Effects of Prosody on Articulation in English

Taehong Cho

 

This dissertation investigates how phonetic realizations are conditioned by various prosodic conditions (i.e., sentence stress, level of prosodic domains, position-in-domain), by examining articulation in three prosodic ally strong locations: accented syllables, domain-initial positions, and domain-final positions. In particular, this dissertation aims to understand how articulatory strengthening that may arise from these prosodically strong locations is manifested in the articulatory maximum positions, V-to-V coarticulation, movement kinematics, and mass-spring dynamical parameter settings. To accomplish this, three articulators, the tongue, the jaw, and the lips were examined concurrently, collected from six speakers of American English using an electromagnetic articulography (EMA).  Results were remarkably similar across speakers.

 

The results regarding accent show that accented vowels are strongly articulated, having larger maximal jaw and lip openings, extreme maximal tongue positions (lower for /a/ and fronter for lif), greater V-to-V coarticulatory resistance, and larger, longer, and faster movement.

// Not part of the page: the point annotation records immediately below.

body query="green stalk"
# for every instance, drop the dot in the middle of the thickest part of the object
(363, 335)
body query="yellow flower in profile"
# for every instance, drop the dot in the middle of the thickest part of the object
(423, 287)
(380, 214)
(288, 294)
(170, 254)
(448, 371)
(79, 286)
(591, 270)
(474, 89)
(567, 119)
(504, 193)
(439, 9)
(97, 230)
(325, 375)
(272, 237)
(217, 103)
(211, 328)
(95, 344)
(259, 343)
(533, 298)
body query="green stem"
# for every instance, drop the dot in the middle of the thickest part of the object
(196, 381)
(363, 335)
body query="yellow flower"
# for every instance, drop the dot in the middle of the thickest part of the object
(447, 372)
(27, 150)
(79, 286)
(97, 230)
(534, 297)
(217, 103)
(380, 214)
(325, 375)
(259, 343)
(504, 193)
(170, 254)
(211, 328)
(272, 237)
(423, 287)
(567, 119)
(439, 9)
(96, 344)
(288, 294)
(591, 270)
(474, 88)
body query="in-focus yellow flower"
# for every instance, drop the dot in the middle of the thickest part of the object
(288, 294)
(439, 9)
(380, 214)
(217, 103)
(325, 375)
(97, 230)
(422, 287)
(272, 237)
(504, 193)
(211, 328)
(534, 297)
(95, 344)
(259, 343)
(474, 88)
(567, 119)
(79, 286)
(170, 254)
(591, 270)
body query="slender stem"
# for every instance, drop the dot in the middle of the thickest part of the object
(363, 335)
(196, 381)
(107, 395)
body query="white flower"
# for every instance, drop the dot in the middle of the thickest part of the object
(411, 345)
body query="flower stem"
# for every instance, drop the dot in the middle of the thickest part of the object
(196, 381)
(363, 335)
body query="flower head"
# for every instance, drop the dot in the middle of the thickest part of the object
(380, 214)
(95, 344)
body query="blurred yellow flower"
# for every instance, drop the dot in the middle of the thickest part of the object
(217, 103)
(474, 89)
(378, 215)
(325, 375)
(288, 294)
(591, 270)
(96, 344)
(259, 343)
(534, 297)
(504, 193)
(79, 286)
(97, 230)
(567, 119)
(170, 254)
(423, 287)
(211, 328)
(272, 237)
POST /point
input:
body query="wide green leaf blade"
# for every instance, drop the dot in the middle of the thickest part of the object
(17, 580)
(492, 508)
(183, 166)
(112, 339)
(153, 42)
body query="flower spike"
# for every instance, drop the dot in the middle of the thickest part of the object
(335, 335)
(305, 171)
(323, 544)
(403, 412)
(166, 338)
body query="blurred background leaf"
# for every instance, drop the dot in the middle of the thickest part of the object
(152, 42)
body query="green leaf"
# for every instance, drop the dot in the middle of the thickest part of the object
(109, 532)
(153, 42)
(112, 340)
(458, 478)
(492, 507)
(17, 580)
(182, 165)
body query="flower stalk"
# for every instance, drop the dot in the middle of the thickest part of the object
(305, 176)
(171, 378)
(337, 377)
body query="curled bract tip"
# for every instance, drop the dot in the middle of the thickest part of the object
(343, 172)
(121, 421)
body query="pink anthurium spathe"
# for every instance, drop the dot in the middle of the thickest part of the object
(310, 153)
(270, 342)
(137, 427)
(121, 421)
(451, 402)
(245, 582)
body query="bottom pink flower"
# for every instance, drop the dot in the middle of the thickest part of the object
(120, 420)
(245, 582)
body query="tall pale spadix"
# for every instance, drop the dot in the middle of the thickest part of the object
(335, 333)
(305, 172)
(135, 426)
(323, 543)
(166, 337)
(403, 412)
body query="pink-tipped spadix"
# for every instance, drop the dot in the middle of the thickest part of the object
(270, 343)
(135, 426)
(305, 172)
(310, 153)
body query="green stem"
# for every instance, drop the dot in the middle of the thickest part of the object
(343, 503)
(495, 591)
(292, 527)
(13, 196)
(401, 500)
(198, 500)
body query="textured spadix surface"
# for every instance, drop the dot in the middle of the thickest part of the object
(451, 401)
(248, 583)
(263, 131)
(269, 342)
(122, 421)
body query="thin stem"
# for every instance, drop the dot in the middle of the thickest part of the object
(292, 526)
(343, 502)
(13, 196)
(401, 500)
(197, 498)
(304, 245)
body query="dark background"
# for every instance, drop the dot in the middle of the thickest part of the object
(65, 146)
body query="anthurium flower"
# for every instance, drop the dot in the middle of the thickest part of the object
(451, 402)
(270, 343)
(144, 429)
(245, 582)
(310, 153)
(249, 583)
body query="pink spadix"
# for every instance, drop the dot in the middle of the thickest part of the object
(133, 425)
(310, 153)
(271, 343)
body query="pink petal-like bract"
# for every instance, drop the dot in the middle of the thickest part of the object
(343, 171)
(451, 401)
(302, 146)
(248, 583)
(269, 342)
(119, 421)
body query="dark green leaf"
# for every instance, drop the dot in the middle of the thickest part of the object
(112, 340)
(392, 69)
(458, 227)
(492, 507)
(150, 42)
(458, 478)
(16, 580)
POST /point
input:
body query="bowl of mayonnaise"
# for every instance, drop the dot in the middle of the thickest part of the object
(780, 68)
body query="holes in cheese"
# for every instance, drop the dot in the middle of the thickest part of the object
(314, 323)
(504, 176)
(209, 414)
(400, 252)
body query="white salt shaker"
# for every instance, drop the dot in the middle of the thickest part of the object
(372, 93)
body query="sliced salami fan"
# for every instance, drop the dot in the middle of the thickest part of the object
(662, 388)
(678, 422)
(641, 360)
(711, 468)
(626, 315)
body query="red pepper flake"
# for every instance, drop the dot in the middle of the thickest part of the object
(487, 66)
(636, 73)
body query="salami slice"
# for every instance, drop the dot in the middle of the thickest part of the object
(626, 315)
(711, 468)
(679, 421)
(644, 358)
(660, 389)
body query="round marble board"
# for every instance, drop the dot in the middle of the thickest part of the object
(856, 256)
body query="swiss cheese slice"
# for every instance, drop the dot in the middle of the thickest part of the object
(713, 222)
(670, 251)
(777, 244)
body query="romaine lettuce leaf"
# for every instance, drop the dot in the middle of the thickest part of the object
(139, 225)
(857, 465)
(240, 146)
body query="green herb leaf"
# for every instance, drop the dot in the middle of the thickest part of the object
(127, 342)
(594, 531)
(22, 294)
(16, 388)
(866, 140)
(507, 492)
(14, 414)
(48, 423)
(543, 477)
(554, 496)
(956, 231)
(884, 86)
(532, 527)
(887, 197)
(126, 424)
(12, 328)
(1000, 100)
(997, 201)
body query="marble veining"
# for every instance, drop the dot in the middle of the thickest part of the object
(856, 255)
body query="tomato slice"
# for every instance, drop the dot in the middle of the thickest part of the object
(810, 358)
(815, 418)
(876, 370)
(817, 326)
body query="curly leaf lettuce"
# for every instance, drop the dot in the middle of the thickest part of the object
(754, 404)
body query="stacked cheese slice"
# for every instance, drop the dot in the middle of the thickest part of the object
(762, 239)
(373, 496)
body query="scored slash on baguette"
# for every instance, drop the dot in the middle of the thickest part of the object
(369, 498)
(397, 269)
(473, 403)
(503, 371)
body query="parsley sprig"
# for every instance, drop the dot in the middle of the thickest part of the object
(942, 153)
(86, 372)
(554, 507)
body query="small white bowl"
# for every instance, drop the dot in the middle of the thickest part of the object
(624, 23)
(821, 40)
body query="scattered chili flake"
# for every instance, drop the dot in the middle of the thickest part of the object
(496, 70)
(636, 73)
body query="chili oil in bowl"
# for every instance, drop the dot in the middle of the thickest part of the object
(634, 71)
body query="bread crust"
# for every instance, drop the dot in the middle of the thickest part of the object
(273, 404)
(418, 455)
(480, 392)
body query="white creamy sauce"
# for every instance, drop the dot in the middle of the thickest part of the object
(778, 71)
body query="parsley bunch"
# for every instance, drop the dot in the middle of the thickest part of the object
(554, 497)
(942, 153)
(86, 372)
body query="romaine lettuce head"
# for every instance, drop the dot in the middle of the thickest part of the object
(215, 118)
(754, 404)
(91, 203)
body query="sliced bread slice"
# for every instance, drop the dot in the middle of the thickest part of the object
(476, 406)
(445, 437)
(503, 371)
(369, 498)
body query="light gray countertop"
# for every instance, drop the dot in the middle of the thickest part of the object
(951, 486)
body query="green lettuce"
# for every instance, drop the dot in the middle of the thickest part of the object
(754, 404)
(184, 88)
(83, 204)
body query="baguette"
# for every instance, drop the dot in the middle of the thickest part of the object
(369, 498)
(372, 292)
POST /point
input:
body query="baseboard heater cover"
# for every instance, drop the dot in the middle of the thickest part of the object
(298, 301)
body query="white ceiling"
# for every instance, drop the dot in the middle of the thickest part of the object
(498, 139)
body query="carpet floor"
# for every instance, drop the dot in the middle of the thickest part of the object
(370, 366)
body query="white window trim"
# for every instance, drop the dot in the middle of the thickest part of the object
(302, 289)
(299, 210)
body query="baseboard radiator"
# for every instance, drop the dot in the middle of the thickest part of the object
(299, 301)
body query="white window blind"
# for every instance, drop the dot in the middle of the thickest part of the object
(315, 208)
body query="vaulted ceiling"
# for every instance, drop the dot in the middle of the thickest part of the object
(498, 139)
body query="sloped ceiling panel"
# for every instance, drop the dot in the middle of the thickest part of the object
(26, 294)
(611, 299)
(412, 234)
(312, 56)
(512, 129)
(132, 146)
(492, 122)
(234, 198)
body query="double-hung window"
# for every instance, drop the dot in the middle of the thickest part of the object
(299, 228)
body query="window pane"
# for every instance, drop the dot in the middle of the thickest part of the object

As for boundary effects, the results show that vowels at higher prosodic boundaries are strongly articulated, evident in larger maximal lip opening but not in maximal jaw opening, extreme maximal tongue position (lower for both /a/ and /i/), greater V-to-V coarticulatory resistance, and longer, sometimes larger, but not necessarily faster movement. Although accent and boundary both give rise to articulatory strengthening, these effects are not the same. They differ in the dimension in which the tongue is expanded, the involvement of the lips and the jaw, and the movement velocity.

 

The results regarding movement kinematics suggest that speech mechanisms are more complex than has generally been assumed by researchers who have adopted a mass-spring gestural model in explaining certain speech phenomena. This dissertation also provides a basis from which the window model can be further developed, accommodating prosodically-conditioned variations.

 

Overall, the results are interpreted in terms of the contrast maximization principle. It has been proposed that articulatory strengthening makes a sound more distinct from neighboring segments (syntagmatic enhancement) and/or makes the sound distinct from other contrastive sounds in the language (paradigmatic enhancement). Such a phonetic enhancement of linguistic contrast arising from prosodically-conditioned articulatory strengthening is interpreted as an articulatory signature for prosodic information.